1. Placing maybe every 10,000 to 20,000 miners into individual groups (each group acts like a bank) with their own address so that groups could communicate with each other (similar to two banks transferring money between each other).
You say that each 10,000 or so miners will function as a bank, but what exactly does a bank do?
A bank moves transactions in and out of your account[1] and charges you a fixed fee each time you make a transaction. Whereas a wallet user has the ability to charge a variable fee to miners.
- Bitcoin users cannot control which miner receives the fee, however a bank account holder can only choose one entity to take the fee (the bank). Also if someone makes a money transaction to somebody else in a bank,
both banks charge a transaction fee. Do you see the issue? We don't want to have two different miners levying a tax on each transaction.
Also banks process transactions by order of date, and then by smallest amount, while bitcoin miners take highest-fee transactions first regardless of when they were made.
2. A limited number of wallets say 10 million customers are assigned to each group, each time all groups are full of customers then a new group is created (with a new address).
Customers cannot be represented as a bunch of accounts on a bank record, because there is no link between people and the wallets they create.
We cannot assign wallets to different miners because the miners themselves will not be able to detect all the addresses in your wallet without giving them something called the
master public key (a big privacy violation equivalent to Facebook selling your data without your consent).
3. Each group has their own block chain different from another group's block chain (yet still secure because say 20,000 miners all have the same block chain) so that when a transfer occurs either within the same group or between only two groups then each block chain would only need to retain the wallets (and transfers) of its own customers.
It is not the existence of only a single chain that slows transactions down, it is the variable time to find a block.

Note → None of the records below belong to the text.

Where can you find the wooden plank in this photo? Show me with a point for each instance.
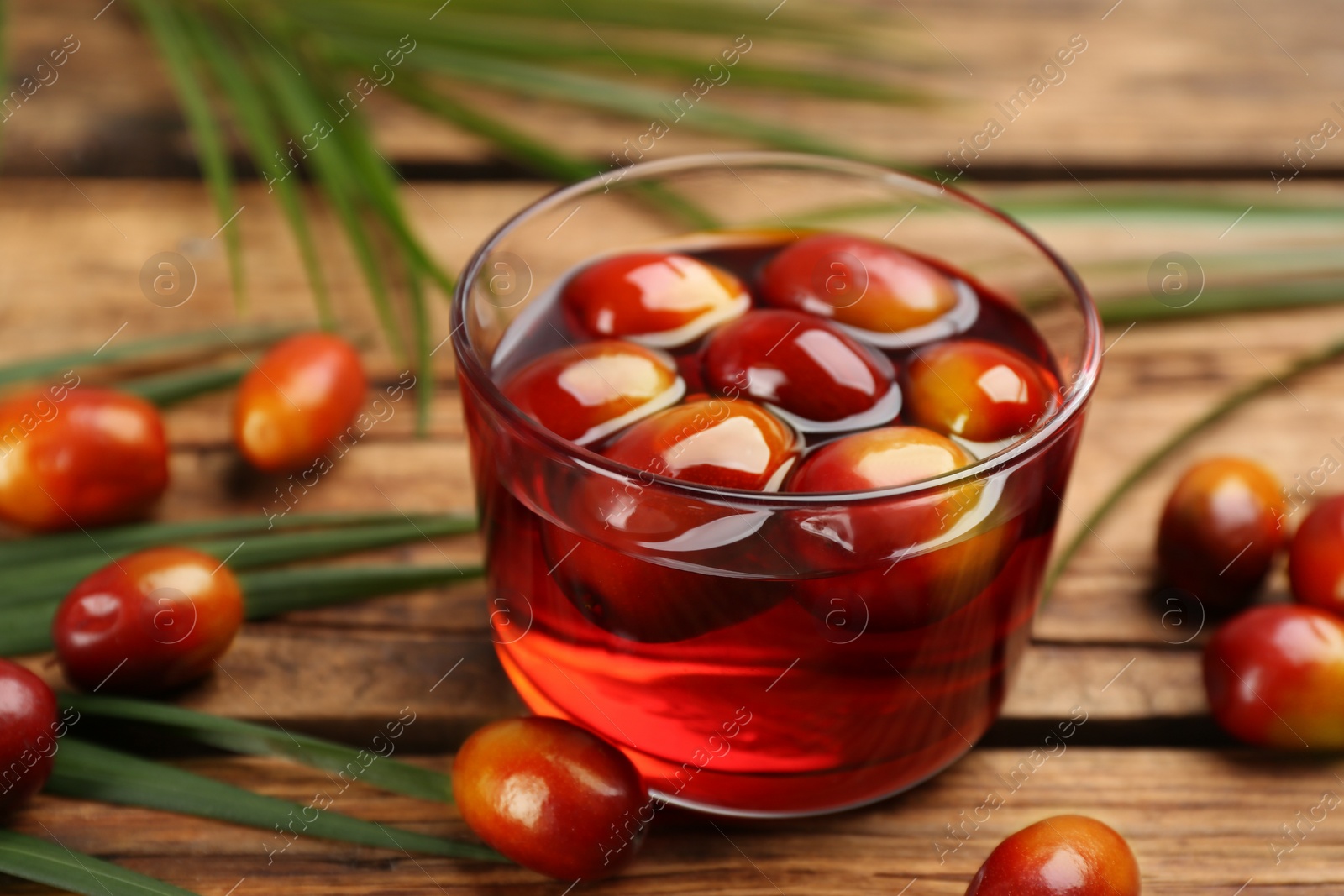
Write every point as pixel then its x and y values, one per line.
pixel 1156 378
pixel 1155 87
pixel 346 683
pixel 1200 822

So proposals to make the network faster have to adjust (or work around) the time it takes to find a block.
The bolded part poses a special problem. If only transactions within a single blockchain are recorded on it, then where will inter-chain transactions be recorded, and how will they be verified? (In the bitcoin network, all transactions are verified when they are downloaded by a wallet to make sure they are correct) Presumably, different wallets won't know there are other chains that exist.